ADR-0020 — Policy-driven placement & federation
- Status: Deferred
- Date: 2026-06-11
- Related: storage/09 federation & placement, storage/10 tiering, ADR-0005
V1 Freeze (2026-06-12): Deferred. V1 uses a single static storage provider; no placement engine, location map, or online migration. Re-opens with multi-region/residency or a second provider (P5+/NG9).
Context
BitVault federates many providers/regions/buckets/tiers (G4). Something must decide where each unit of data lives and the system must always know where it is, while honoring data residency (GDPR), cost (storage + egress vary wildly), durability class, and latency — without coupling a unit’s address to its location (which would make migration and provider exit impossible).
Decision
- A stateless Placement Service maps placement inputs (residency, durability,
cost, latency, capacity, tier) → a decision
{provider, region, bucket, tier, redundancy}. Residency is a hard, default-deny constraint; cost/latency are soft optimizations within the allowed set. - Location is recorded in metadata (Pack/Chunk Index, storage/08), per-pack by default (per-chunk only for standalone) — not derived from the content hash, so data can move without changing its address.

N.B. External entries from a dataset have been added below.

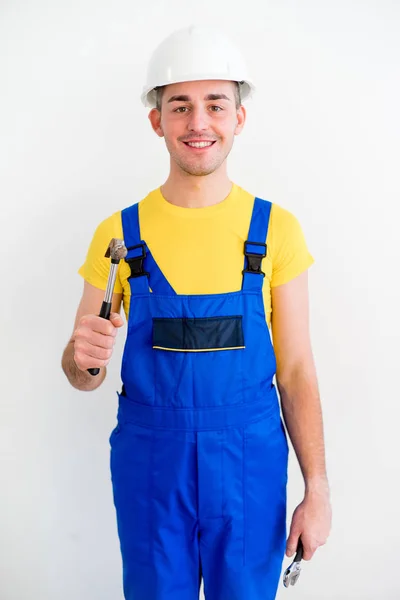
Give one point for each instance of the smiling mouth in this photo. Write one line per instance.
(200, 145)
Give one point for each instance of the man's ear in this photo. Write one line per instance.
(241, 119)
(155, 120)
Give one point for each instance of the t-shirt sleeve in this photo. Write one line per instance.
(289, 252)
(96, 267)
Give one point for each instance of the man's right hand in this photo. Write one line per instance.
(94, 340)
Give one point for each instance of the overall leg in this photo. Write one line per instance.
(243, 535)
(154, 486)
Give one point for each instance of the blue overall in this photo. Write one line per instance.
(199, 453)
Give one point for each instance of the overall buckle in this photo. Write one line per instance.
(136, 262)
(254, 259)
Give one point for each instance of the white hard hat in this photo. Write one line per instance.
(196, 53)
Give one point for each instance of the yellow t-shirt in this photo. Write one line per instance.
(200, 250)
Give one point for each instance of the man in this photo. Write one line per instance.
(199, 454)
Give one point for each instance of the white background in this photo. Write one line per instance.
(322, 140)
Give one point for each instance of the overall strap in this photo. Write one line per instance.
(145, 273)
(255, 247)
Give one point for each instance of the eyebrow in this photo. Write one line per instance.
(183, 98)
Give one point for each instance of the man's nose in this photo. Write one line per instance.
(198, 120)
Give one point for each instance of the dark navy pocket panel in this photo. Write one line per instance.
(198, 334)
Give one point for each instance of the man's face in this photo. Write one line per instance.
(198, 120)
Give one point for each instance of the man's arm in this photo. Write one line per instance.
(301, 409)
(92, 341)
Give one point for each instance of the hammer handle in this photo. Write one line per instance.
(105, 312)
(299, 553)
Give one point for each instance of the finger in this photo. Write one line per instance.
(86, 336)
(84, 348)
(116, 320)
(293, 540)
(309, 552)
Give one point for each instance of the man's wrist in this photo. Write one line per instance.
(317, 486)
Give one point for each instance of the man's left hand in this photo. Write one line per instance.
(312, 522)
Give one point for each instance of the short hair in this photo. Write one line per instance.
(160, 91)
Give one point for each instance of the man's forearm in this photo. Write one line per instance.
(301, 408)
(81, 380)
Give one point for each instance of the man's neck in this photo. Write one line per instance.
(189, 191)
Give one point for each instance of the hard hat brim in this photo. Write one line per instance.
(149, 94)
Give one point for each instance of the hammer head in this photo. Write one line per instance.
(116, 250)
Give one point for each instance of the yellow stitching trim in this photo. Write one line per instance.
(201, 350)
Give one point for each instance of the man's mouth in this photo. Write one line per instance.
(200, 144)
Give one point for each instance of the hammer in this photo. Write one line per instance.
(116, 250)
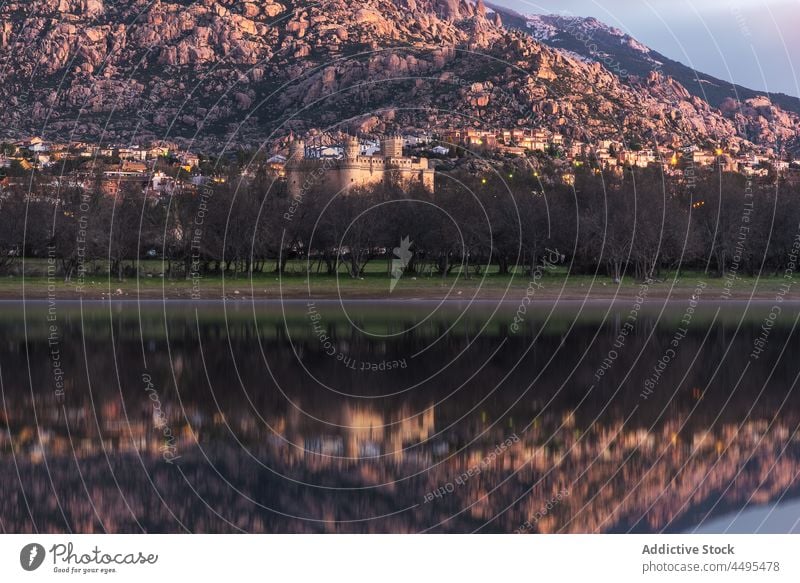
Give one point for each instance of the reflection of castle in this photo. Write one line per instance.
(354, 169)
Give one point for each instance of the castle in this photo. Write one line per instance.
(353, 169)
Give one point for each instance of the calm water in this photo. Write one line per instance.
(398, 417)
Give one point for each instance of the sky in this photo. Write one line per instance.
(755, 43)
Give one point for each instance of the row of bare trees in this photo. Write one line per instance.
(637, 225)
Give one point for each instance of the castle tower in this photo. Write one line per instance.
(352, 148)
(297, 151)
(392, 147)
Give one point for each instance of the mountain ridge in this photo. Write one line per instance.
(634, 56)
(219, 72)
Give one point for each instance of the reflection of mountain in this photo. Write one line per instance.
(325, 462)
(618, 478)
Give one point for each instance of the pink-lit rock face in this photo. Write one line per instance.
(113, 57)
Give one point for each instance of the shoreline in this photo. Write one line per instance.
(295, 290)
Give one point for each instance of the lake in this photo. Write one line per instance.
(397, 417)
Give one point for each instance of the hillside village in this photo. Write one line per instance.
(163, 168)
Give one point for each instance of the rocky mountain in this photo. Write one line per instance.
(219, 73)
(594, 41)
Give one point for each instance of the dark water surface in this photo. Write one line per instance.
(397, 417)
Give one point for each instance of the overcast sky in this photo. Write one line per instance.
(755, 43)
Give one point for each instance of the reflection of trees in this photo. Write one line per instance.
(671, 463)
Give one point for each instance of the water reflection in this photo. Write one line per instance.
(267, 420)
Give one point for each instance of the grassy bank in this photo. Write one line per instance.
(554, 284)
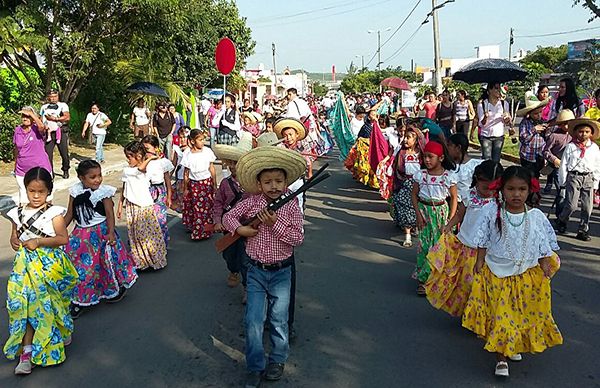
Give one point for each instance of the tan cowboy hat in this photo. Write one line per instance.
(531, 103)
(289, 122)
(268, 139)
(564, 116)
(228, 152)
(594, 124)
(264, 158)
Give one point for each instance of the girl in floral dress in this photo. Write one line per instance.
(105, 267)
(146, 240)
(42, 279)
(510, 302)
(199, 182)
(432, 187)
(159, 173)
(452, 259)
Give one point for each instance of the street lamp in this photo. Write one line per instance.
(379, 45)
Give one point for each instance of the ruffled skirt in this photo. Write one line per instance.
(513, 314)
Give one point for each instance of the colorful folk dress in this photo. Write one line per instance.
(39, 290)
(510, 303)
(102, 268)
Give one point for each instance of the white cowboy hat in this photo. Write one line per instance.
(259, 159)
(531, 103)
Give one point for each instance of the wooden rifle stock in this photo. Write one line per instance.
(230, 238)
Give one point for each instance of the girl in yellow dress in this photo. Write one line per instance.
(452, 259)
(510, 302)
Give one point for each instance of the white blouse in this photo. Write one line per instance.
(434, 187)
(517, 248)
(464, 177)
(199, 163)
(155, 171)
(43, 223)
(137, 187)
(469, 226)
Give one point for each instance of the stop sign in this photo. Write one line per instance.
(225, 56)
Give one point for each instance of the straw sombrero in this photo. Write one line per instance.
(564, 116)
(531, 103)
(228, 152)
(263, 158)
(289, 122)
(595, 124)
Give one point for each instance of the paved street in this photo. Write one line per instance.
(359, 321)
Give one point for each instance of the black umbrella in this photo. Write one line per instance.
(148, 88)
(490, 70)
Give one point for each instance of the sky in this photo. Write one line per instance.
(316, 34)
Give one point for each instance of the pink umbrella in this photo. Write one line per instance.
(396, 83)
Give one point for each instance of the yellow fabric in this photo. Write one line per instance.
(513, 314)
(449, 284)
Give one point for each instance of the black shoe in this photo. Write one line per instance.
(583, 236)
(561, 227)
(253, 380)
(119, 296)
(274, 372)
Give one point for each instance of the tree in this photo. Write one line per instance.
(591, 5)
(549, 57)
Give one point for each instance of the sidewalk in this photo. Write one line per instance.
(9, 191)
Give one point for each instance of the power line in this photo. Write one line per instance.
(557, 33)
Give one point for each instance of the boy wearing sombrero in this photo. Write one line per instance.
(579, 173)
(227, 196)
(265, 173)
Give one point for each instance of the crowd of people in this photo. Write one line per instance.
(484, 249)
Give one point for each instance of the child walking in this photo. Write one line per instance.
(42, 279)
(434, 198)
(453, 258)
(159, 173)
(106, 269)
(145, 237)
(199, 185)
(265, 173)
(510, 302)
(407, 163)
(579, 172)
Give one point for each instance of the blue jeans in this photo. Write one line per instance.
(272, 287)
(99, 150)
(491, 147)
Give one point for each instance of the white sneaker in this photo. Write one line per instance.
(516, 357)
(24, 367)
(501, 369)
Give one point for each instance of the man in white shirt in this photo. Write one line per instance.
(139, 121)
(56, 114)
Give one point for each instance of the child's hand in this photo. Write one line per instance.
(267, 217)
(15, 243)
(246, 231)
(32, 244)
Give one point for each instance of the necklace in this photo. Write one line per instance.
(515, 224)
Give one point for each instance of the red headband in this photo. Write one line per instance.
(433, 147)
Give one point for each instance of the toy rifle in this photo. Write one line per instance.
(318, 177)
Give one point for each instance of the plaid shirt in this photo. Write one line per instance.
(532, 142)
(274, 243)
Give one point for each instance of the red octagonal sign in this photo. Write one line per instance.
(225, 56)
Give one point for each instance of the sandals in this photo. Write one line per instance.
(501, 369)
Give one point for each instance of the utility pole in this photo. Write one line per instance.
(511, 40)
(436, 49)
(274, 70)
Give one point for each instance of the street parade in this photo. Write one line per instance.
(221, 221)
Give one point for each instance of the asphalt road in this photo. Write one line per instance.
(359, 321)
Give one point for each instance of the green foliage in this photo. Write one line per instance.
(368, 80)
(549, 57)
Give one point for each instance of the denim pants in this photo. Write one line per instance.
(268, 297)
(99, 145)
(491, 147)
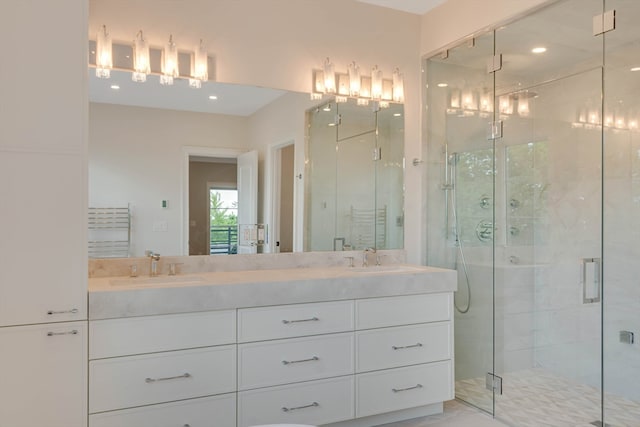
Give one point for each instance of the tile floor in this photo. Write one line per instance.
(538, 398)
(455, 414)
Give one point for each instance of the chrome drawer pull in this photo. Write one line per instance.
(314, 404)
(311, 319)
(398, 390)
(177, 377)
(289, 362)
(72, 311)
(406, 346)
(53, 334)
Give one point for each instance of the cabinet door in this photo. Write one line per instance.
(43, 247)
(43, 375)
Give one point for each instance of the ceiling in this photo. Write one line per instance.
(419, 7)
(236, 100)
(230, 99)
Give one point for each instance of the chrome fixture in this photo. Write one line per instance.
(154, 258)
(365, 261)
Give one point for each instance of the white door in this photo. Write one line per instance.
(247, 201)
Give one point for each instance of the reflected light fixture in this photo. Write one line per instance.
(141, 63)
(398, 86)
(104, 54)
(169, 62)
(376, 83)
(329, 77)
(354, 79)
(199, 67)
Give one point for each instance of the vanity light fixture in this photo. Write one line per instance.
(169, 62)
(141, 62)
(141, 59)
(329, 76)
(352, 84)
(398, 86)
(199, 67)
(354, 79)
(376, 83)
(104, 54)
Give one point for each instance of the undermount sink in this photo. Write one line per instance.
(380, 269)
(160, 280)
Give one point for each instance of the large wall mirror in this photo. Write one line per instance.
(168, 157)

- Online migration (rebalance / cost / provider exit / region move) copies → hash-verifies → CAS-flips the location → deletes source after grace, with dual-sourced reads during cutover. Content addressing makes every copy provably correct.
Consequences
Positive
- Residency/sovereignty, cost arbitrage, optional cross-provider durability, latency placement, and no vendor lock-in (drain a provider entirely).
- Migration is safe (verify-by-hash) and non-disruptive (dual-read, CAS flip).
- Single-provider deployments use a trivial policy and pay none of the complexity.
Negative / costs
- A location map and placement decision on every write; migration machinery to build.
- Residency correctness is a compliance risk → enforced as a hard constraint + audited by a periodic conformance job.
Alternatives considered
- Hash-deterministic placement (
provider = f(hash)): no location map, but residency/tiering/migration/exit become impossible (can’t move data without changing its address). Rejected. - Static per-tenant provider (no engine): simplest; loses per-object tier/cost optimization. Kept as the degenerate policy for small/self-host.
- Provider-native multi-region only (e.g. S3 MRAP): ties us to one provider; defeats multi-cloud. Used opportunistically, not as the model.
Scaling
Per-pack location keeps the map ~100× smaller than per-chunk; placement is stateless/ cacheable; migrations are co-located, throttled, watermarked, resumable (a provider exit is a long verify-as-you-go campaign).